The New York Times seems quite impressed with the latest attack ad from Karl Rove's Crossroads GPS, which is poised to blanket the airwaves in swing states. The Times calls it "deeply researched," "delicately worded," and "low key."

The paper neglected to mention another phrase: misleading to an offensive degree.

Jamelle Bouie had a good take on this:

As befitting a Karl Rove outfit, the claims in the ad are either misleading, or outright falsehoods. Citing a Reuters story from 2009 on conservative efforts to sink the bill, Crossroads GPS insinuates that the stimulus was a failure, despite wide consensus that the bill kept United States out of a depression, and significantly improved prospects for recovery.The ad continues in this vein, blaming high insurance premiums on the Affordable Care Act — when the cited article says otherwise — and blaming Obama for the increase in debt, despite the fact that under his administration, government spending has risen at a slower pace than any time in the last 60 years.

Indeed, the great irony of the ad is that it's Karl Rove attacking Obama for the fiscal policies the president inherited from Rove's old boss.

The Times write-up focuses on the ad's efficacy, and I suppose it's possible uninformed voters who are easily swayed by nonsense, policy gibberish, and outright falsehoods will find it compelling.

But perhaps now would be a good time to note that efficacy and honesty aren't the same thing, and the latter matters more than the former.

The Crossroads attack ad is as cynical as politics can get, working from the assumption that voters are fools.

It talks about bailouts, assuming voters won't know it was Bush/Cheney that rescued Wall Street before Obama took office.

It talks about debt, assuming voters don't know Mitt Romney's agenda would raise the debt far more than Obama's agenda would.

It talks about student loans, assuming voters don't know that Obama expanded Pell Grants and Romney wants to scrap student loans altogether.

It talks about "job-killing debt," which as a policy matter, is just idiocy.

It lies about the stimulus; it lies about spending; it lies about health care.

If Obama were such a terrible failure, shouldn't his Republican critics rely on truths for their attack ads?
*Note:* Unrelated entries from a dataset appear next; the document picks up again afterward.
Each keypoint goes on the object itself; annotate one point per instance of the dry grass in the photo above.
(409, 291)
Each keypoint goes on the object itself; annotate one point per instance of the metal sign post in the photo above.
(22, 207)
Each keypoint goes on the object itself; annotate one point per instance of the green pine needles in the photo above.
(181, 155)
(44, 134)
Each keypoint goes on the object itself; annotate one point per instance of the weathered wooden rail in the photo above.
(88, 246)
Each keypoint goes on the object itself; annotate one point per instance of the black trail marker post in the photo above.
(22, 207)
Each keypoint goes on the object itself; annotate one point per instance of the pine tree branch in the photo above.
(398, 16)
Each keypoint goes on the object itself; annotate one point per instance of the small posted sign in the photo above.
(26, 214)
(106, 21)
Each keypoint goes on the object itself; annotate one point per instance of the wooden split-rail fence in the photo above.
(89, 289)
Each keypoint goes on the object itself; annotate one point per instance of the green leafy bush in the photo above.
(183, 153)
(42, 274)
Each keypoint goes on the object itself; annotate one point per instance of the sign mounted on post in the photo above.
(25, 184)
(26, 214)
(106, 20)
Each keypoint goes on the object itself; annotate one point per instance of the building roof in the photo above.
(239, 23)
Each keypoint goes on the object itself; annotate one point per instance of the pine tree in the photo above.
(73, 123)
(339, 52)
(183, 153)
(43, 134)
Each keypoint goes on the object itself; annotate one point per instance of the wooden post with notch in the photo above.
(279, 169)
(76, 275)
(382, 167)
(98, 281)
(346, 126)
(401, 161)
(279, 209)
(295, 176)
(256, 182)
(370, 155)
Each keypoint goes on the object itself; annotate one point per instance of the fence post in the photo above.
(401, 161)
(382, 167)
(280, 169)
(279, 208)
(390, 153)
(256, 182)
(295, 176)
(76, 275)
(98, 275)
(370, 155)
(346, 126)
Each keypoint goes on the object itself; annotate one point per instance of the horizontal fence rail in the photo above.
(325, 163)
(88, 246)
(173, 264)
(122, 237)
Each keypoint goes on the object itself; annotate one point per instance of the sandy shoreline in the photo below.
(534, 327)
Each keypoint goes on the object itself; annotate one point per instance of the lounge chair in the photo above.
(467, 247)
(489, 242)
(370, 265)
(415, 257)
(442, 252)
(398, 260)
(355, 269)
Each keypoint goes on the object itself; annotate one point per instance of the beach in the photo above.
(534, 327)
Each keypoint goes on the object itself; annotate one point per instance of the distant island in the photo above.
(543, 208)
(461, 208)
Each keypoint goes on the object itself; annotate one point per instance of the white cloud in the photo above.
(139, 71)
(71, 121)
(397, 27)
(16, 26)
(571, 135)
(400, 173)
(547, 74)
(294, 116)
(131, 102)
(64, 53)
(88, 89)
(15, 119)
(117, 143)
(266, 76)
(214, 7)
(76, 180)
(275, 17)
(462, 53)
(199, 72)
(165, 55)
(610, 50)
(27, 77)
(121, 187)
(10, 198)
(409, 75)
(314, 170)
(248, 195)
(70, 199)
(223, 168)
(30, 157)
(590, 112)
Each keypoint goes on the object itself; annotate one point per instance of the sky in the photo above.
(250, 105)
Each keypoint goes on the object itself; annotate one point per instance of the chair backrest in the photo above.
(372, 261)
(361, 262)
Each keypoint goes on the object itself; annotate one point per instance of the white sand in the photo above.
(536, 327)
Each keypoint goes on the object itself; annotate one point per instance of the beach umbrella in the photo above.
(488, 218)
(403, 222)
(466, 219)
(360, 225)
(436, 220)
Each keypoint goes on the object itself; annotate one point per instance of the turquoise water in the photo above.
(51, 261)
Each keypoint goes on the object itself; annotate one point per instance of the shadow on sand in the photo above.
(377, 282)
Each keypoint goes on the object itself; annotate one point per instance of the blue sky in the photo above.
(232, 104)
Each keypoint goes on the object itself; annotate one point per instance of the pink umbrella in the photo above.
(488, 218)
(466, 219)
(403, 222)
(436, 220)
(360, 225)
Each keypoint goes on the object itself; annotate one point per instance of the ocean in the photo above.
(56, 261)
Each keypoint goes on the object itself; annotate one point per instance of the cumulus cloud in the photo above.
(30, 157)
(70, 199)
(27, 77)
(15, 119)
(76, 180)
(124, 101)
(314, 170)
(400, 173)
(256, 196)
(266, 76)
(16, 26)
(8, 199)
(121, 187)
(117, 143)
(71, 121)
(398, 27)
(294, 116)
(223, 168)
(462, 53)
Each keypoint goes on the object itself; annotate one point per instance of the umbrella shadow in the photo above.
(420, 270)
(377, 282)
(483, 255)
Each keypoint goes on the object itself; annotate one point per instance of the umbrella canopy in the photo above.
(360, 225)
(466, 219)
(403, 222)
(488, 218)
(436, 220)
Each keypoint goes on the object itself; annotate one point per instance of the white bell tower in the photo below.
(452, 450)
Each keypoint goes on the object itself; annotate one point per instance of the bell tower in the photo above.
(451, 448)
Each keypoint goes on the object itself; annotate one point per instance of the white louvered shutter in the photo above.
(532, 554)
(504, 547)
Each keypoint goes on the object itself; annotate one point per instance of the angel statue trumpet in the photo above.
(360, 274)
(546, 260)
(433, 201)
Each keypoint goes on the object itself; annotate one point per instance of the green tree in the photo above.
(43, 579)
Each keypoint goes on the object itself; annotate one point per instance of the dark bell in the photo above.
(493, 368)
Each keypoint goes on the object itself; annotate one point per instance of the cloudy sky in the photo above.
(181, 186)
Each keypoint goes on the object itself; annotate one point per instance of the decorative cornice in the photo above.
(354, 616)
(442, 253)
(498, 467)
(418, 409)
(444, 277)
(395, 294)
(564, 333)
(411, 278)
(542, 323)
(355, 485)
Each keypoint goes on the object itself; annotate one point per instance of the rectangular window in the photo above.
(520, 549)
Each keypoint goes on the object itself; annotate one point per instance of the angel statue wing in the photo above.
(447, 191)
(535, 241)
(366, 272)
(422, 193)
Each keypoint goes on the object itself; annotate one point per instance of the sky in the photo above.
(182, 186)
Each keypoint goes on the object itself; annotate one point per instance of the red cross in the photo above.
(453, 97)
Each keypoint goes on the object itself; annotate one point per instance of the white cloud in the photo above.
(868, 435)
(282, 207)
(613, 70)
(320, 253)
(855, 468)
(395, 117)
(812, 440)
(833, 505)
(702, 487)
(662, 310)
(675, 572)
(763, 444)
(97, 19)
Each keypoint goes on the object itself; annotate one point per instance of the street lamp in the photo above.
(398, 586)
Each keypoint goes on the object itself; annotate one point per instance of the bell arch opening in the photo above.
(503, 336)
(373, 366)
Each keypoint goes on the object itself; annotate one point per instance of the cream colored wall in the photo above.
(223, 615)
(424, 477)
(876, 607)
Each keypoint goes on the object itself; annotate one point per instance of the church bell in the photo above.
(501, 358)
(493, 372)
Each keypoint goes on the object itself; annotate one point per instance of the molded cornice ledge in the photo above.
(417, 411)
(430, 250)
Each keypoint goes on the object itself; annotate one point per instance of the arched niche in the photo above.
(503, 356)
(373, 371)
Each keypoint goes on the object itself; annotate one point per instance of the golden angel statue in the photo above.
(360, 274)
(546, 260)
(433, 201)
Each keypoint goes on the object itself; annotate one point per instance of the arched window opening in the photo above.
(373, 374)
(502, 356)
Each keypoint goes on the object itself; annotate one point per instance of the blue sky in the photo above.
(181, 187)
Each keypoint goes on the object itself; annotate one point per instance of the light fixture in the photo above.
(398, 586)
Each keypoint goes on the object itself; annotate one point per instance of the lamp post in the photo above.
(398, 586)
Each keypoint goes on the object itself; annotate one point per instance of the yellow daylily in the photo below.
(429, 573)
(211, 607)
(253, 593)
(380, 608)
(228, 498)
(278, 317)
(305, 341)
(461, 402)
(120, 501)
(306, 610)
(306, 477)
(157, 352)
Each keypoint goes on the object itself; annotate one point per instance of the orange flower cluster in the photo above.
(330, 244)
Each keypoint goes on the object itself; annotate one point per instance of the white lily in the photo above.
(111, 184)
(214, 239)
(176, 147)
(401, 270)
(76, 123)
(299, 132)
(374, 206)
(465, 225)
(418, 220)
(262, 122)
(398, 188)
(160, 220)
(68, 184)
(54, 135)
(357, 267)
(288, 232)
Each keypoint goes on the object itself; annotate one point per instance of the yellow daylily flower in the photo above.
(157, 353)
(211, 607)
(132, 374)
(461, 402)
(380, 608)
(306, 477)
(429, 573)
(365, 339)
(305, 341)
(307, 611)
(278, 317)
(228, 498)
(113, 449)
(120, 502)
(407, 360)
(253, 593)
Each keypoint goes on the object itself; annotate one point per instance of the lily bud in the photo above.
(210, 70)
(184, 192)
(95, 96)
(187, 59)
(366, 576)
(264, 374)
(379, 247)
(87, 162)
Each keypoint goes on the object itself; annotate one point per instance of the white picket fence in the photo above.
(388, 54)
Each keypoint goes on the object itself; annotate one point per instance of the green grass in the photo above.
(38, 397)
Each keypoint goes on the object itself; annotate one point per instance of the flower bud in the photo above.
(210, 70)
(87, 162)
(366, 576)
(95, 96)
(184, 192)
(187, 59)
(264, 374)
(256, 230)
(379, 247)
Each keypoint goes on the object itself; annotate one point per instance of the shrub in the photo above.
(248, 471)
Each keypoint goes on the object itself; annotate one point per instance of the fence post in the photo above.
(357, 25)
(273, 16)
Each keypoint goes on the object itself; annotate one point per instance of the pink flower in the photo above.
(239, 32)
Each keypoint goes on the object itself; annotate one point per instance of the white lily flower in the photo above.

Why make stuff up if the facts are supposed to be so damning?

As for the indifference to Crossroads' dishonesty, the political world has become inured to the constant lying, and it's not a healthy development. As Bouie concluded, "It's not hard to find an independent evaluation of each claim, and yet, it's rare that news outlets challenge the Romney campaign -- or Republicans in general -- on any of it. The GOP is running the most mendacious presidential campaign in recent memory, and the collective response has been a shrug."